Para-Engineer kit brings parallel robots to ROS with new URDF extension
New URDF constraint element solves closed-loop kinematics for parallel robots.
Fabian Finkbeiner and his lab have developed PARA-ENGINEER, an educational kit that can build a wide variety of parallel robots for teaching and demonstrations. Initially, the entire software stack ran as a single Python script handling everything from user input to stepper control. To make the system more modular and scalable, they are migrating to a ROS-based architecture.
This migration revealed a critical gap: URDF cannot natively describe closed kinematic loops present in parallel robots. While alternatives like SDFormat exist, they were too complex for the team's need for a simple structure-only description. Their solution introduces a new <constraint> element derived from standard joint descriptions, specifying origins, axes, and joint types for cut frames. This element is ignored by existing ROS tools, maintaining full compatibility. Loop-closure equations are solved using a Newton–Raphson algorithm in a separate package. The team is validating the approach in Rviz and has prepared a pull request for URDFDOM and URDFDOM-Headers.
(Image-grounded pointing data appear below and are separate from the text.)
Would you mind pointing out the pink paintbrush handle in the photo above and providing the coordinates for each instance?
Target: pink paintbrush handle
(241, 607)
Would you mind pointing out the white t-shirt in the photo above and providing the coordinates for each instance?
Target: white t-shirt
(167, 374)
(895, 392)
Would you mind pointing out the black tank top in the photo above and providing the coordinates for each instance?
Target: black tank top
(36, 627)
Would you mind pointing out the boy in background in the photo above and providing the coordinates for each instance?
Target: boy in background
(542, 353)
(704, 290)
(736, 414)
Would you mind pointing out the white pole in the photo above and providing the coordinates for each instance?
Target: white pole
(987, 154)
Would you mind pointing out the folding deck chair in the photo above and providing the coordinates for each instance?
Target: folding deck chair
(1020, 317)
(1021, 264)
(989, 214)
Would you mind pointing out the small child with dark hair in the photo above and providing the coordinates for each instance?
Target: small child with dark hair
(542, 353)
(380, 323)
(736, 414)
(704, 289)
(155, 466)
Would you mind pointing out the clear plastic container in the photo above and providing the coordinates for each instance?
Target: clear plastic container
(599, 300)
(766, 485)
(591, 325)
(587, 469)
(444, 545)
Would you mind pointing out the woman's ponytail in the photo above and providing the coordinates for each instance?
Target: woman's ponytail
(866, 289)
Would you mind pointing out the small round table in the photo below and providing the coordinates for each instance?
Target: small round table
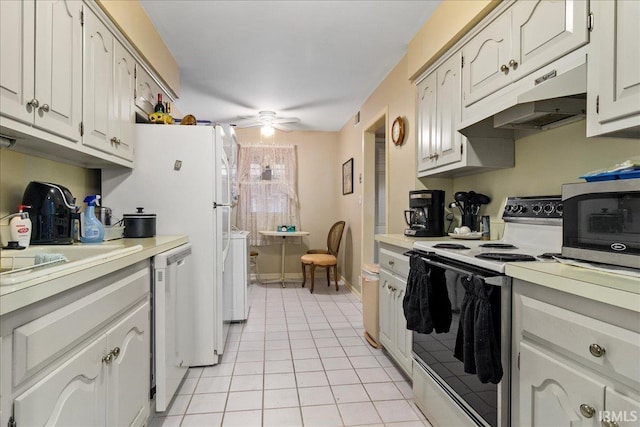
(284, 235)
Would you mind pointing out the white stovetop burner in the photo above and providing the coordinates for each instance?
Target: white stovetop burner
(529, 237)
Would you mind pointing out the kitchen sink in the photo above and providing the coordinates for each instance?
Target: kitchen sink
(17, 266)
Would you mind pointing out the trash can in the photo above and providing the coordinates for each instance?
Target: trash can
(370, 281)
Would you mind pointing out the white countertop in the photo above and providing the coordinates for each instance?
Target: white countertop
(403, 241)
(615, 289)
(14, 297)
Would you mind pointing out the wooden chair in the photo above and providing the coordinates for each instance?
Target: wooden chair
(326, 258)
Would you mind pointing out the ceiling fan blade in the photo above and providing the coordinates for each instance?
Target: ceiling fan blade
(282, 127)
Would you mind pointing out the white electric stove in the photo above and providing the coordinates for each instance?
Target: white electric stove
(532, 233)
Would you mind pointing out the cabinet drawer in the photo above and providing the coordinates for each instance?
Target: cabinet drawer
(39, 342)
(394, 262)
(578, 335)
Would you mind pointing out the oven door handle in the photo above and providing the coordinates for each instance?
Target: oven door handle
(496, 279)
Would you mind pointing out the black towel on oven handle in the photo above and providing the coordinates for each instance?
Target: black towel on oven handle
(476, 343)
(426, 303)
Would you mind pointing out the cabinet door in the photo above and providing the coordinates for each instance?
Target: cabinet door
(386, 309)
(98, 77)
(485, 59)
(146, 91)
(58, 72)
(72, 395)
(544, 30)
(449, 109)
(128, 373)
(620, 59)
(426, 128)
(403, 336)
(552, 391)
(123, 114)
(17, 59)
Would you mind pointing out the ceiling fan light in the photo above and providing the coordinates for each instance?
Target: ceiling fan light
(267, 130)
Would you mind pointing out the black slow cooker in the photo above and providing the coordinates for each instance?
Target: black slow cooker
(139, 224)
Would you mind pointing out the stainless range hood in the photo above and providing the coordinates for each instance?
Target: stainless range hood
(553, 99)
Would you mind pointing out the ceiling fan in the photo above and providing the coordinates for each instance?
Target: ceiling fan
(268, 121)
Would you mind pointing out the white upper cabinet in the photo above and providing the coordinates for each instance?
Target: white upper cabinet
(98, 74)
(426, 121)
(109, 87)
(614, 70)
(124, 117)
(484, 56)
(17, 59)
(524, 38)
(545, 30)
(448, 140)
(41, 64)
(441, 149)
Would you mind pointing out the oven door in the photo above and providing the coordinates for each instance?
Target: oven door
(485, 403)
(601, 222)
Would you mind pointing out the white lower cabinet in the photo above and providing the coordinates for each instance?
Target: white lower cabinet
(85, 363)
(576, 361)
(394, 335)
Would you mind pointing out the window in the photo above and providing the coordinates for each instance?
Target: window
(267, 188)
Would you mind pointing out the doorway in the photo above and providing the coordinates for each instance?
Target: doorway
(374, 203)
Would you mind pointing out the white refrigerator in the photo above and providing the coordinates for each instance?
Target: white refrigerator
(182, 175)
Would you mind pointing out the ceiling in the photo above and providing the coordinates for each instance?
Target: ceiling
(314, 60)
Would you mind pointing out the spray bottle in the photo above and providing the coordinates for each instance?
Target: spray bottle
(20, 227)
(92, 228)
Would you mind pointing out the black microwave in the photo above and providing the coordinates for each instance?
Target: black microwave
(601, 222)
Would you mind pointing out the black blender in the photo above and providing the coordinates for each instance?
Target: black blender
(425, 216)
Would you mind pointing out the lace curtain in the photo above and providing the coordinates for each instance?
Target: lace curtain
(267, 176)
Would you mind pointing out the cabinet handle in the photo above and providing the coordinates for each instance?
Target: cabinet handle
(608, 423)
(587, 411)
(108, 358)
(596, 350)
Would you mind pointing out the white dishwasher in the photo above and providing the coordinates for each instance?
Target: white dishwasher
(172, 322)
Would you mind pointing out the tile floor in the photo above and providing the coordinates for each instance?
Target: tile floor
(299, 360)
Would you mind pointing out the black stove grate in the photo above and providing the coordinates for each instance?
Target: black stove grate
(449, 246)
(506, 257)
(498, 246)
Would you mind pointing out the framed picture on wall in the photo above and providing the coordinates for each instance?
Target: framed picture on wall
(347, 177)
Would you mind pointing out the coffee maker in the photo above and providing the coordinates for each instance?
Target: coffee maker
(425, 217)
(52, 211)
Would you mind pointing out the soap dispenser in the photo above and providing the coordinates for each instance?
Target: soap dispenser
(20, 227)
(92, 228)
Future plans include integrating constraints into robot-state-publisher and adding kinematic solvers for MoveIt, with validation on industrial-grade parallel robots.
- Introduced a new <constraint> element in URDF to describe closed kinematic loops for parallel robots.
- The element is derived from standard joint descriptions and is ignored by existing ROS tools, ensuring backward compatibility.
- A Newton–Raphson solver computes loop-closure equations; pull requests for URDFDOM are in preparation.
Why It Matters
Enables ROS-based simulation and control of parallel robots, simplifying education and industrial deployment.